I guess you could say I was having a good day the day I made these. They look cool standing still and even cooler in motion. They beg to be flown dramatically slow and maniacally fast - preferably at the same time, in what I’ve termed "non-linear time dilation" mode.
Flying these always felt really good. After I saw Phillip fly them though, giving them to him to keep felt even better. (at least that’s what I keep telling myself.) :-)
I rarely talk to my flags, except to give thanks now and then... but I had a long conversation with these guys about why I was giving them away and the very special person I was giving them too. I wanted to make sure they understood.
Whaaaat? Why you rollin’ your eyes like that? Whatsamatta, you never talk to your flags?
This was my attempt to get over my fear of black dye. Andy in Seattle was doing such cool stuff with it, that I had to try.

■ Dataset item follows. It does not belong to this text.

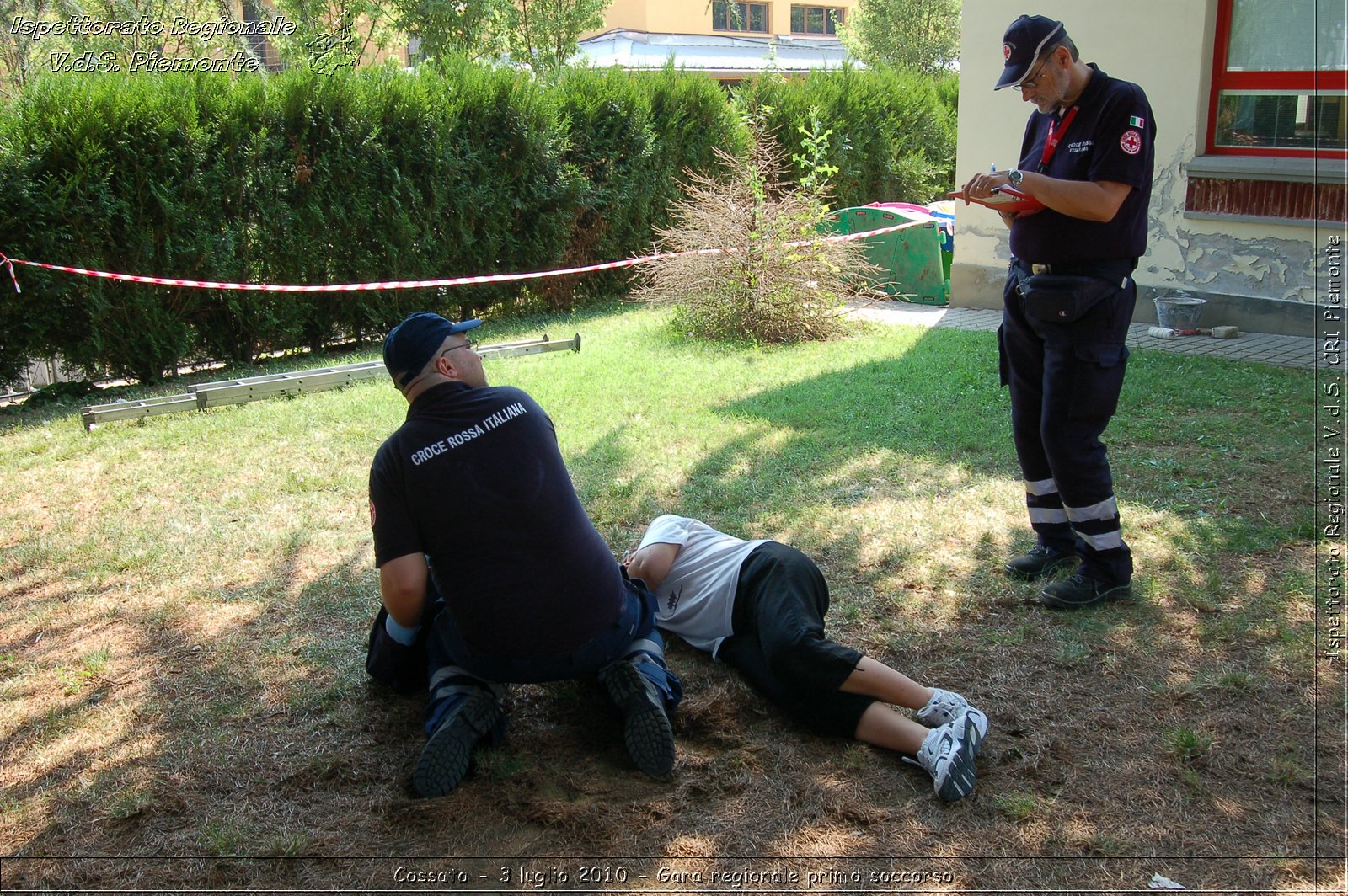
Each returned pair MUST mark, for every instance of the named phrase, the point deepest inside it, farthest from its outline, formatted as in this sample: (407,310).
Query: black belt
(1109,269)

I like to get these out when the music is dark and there isn’t a lot of light in the club - they seem to fit the mood better than something more bright and happy.
This was an experiment in water-based latex. It dries like paint, then you set it with an iron.
Then you spend the next 2 days peeling dried latex off your iron.
At first these were really rough to fly - the pigments really messed with the "feel" of the silk. Now, after a couple of years of being flow, they are almost as smooth as dyed flags. (A lot heavier, though - all that paint really adds to the weight!)
I led the Gold’s Gym float in the 2003 SF Pride parade flying these - into the wind, of course.
I made two sets but we never lined up a second flagger... and at some point, unbeknowst to me, the second set fell into the tank of liquid soap on the float’s bubble machine. It sat submerged in the soap for over two hours before someone noticed as we were taking the float apart after the parade. They handed me the soap-soaked flags and, horified, I rushed into the locker room and began rinsing them out. I fully expected them to be reduced to a pale brown mush of non-color. But in fact, only a little purple rinsed out!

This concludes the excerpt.